José Mercé
Wer ist José Mercé?
José Soto Soto, künstlerisch bekannt als José Mercé, wurde am 19. April 1955 in Jerez de la Frontera (Cádiz) geboren, im Schoß einer erstrangigen gitano-flamencan Familiensaga: Er ist Urenkel von Paco de la Luz, Neffe von Manuel Soto Monje und Cousin des ebenfalls als Cantaor tätigen Vicente Soto Sordera. Sein Künstlername stammt von der Sängerknabenschule der Basílica de la Merced in Jerez, wo er ab seinem sechsten Lebensjahr sang, zunächst als Messdiener auf Latein.
Sein erstes Album nahm er mit nur dreizehn Jahren auf. 1968 zog er nach Madrid, ins Haus seines Onkels El Sordera, und begann im Tablao Torres Bermejas aufzutreten, zusammen mit Größen wie Mario Maya und Carmen Mora, wofür er 500 Peseten pro Abend erhielt.

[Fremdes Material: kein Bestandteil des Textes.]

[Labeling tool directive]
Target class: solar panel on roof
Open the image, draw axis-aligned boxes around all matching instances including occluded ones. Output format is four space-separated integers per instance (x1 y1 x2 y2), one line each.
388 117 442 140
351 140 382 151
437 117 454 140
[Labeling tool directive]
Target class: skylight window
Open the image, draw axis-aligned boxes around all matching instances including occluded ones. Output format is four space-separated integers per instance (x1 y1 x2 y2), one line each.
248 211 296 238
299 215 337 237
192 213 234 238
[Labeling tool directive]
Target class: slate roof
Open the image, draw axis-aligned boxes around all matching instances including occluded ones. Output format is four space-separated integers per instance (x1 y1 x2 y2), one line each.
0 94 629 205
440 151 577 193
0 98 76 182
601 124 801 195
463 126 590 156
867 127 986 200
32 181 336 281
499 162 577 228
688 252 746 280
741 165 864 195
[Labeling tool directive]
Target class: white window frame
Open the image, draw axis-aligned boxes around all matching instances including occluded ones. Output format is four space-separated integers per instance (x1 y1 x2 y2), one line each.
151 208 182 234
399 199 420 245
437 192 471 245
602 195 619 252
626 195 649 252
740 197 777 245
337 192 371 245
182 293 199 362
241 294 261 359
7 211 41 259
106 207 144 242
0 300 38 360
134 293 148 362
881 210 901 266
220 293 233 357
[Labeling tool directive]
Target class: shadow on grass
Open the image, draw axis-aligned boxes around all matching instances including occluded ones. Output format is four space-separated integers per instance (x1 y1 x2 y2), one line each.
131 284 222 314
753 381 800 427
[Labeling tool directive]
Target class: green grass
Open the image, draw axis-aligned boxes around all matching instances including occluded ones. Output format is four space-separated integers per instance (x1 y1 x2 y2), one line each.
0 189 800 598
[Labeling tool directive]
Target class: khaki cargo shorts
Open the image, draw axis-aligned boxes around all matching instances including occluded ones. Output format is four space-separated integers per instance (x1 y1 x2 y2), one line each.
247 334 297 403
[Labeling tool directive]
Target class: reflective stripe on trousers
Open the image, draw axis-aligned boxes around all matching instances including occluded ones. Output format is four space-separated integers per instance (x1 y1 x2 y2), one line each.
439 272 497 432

Werdegang und Konsekration
Mit einer Karriere, die im orthodoxesten Cante begann, entwickelte sich José Mercé mit der Zeit zum meistverkauften Cantaor der Flamenco-Geschichte, ein Phänomen, das viele innerhalb des Genres als einzigartig betrachten. Alben wie „Del amanecer” (1998), „Aire” (2000) oder „Lío” (2002) markierten seinen Sprung zu einem deutlich breiteren Publikum als dem des traditionellen Flamenco, ohne dabei die jerezanische Wurzel seines Gesangs aufzugeben.
Seine Diskografie umfasst außerdem „Verde Junco” (1985), „Caminos reales del cante” (1987), „Hondas raíces” (1991), „Desnudando el alma” (1994), „Confí de Fuá” (2004), „Lo que no se da” (2006), „Ruido” (2010), „Mi única llave” (2012), „Doy la cara” (2016), „De verdad” (2018) und „El Oripandó” (2022).
Auszeichnungen
Er erhielt Auszeichnungen wie die Medalla de Andalucía (2010), den Taranto de Oro und den Compás del Cante der Fundación Cruzcampo (2016), Anerkennungen, die seinen Platz unter den großen lebenden Cantaores des zeitgenössischen Flamenco festigen.